We aren’t alone in holding these concerns. On April 5, 15 state attorneys general wrote to Lhamon, who oversees OCR. Arguing that new regulation is unwarranted, the letter stated: “The Department, chiefly, has failed to provide sufficient justification for engaging in a new rulemaking.”
The current Title IX regulations were implemented after an 18-month process that included an extended notice and comment period. As the letter from the state attorneys general notes, the department considered more than 124,000 public comments.
The letter also addressed several specific policy concerns, including that OCR supported a “single investigator” model for adjudication of Title IX complaints when Lhamon held the same position during the Obama administration. The letter stated:
Your OCR pressured schools to employ a “single investigator” model that gives one person appointed by the school’s Title IX coordinator authority both to investigate alleged misconduct and to determine guilt and innocence. Schools housed these investigators/adjudicators in their Title IX offices, which had strong incentives to ensure the school stayed compliant with the [Dear Colleague Letters] to avoid losing federal funding.

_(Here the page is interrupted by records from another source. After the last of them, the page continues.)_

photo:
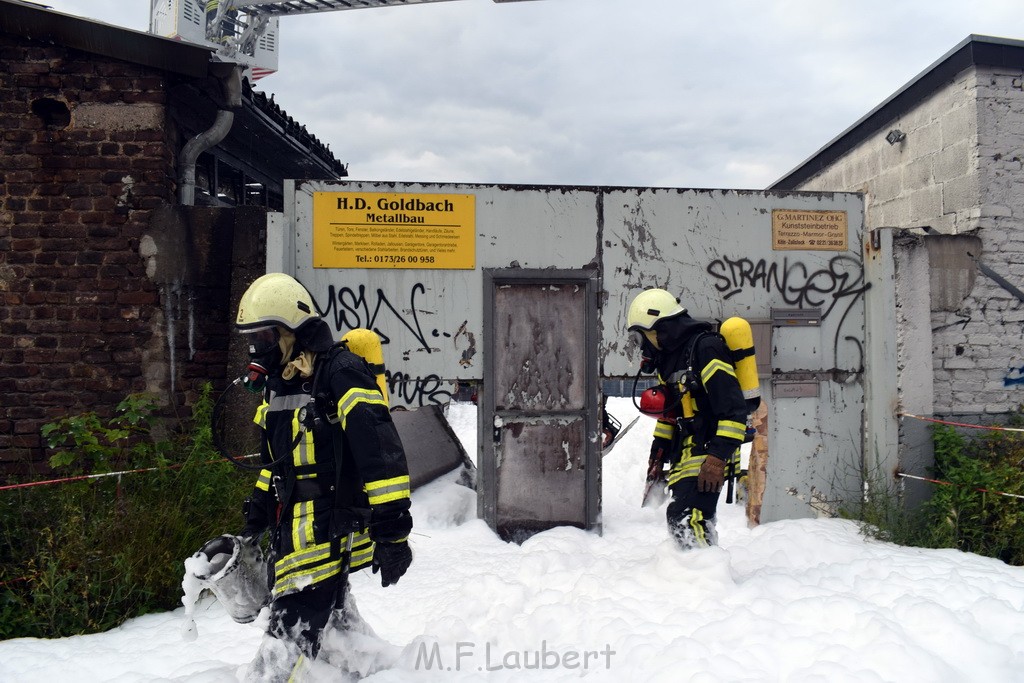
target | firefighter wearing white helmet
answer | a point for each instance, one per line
(699, 432)
(334, 493)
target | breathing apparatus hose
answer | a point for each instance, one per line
(218, 442)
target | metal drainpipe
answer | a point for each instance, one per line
(208, 138)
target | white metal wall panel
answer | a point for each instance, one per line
(714, 248)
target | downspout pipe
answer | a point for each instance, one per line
(208, 138)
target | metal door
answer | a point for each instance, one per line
(539, 420)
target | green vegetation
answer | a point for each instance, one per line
(86, 555)
(968, 511)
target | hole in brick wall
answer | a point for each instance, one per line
(53, 112)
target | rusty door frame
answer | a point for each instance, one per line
(487, 467)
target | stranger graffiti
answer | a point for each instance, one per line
(841, 281)
(350, 308)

Many Title IX offices assumed every role in the process, acting as prosecutor, judge, jury, and appeals board.
Current regulations prohibit a single investigator model by providing that the decision-maker(s) “cannot be the same person(s) as the Title IX Coordinator or the investigator(s).” This protection is crucial because the chances of an individual’s bias tainting a process are exponentially higher when only one person is responsible for every aspect of that process.
The letter also raised concerns about OCR’s use of an “expansive definition of sexual harassment” prior to the 2020 Title IX regulations, citing the negative impact it had on colleges and universities like Harvard University, where law professor Jeannie Suk Gersen wrote in 2014 that law school faculty were increasingly reluctant to teach rape law for fear of offending or upsetting their students.
Current Title IX regulations include many other requirements that improve the fundamental fairness and reliability of campus Title IX procedures.
Current regulations fixed this by using the Supreme Court’s definition of “sexual harassment” in Davis v. Monroe County Board of Education. According to Davis, only discriminatory conduct that is “so severe, pervasive, and objectively offensive, and that so undermines and detracts from the victims’ educational experience, that the victim-students are effectively denied equal access to an institution’s resources and opportunities” qualifies as student-on-student harassment, and thus is not protected under the First Amendment. This definition provides a clear path for institutions to uphold their dual obligations of responding to allegations of misconduct and protecting students’ expressive rights.
Beyond the positive developments from the 2020 rulemaking process highlighted by the attorneys generals in their letter, the current Title IX regulations include many other requirements that improve the fundamental fairness and reliability of campus Title IX procedures. For example, they require institutions to provide students accused of sexual misconduct with: live hearings featuring cross-examination conducted by an advisor of choice, who may be an attorney; sufficient time and information to prepare for interviews and a hearing; and an express presumption of innocence. The regulations also restore institutions’ ability to use the “clear and convincing” standard of evidence.
FIRE hopes that the department preserves these protections. Student rights are too important.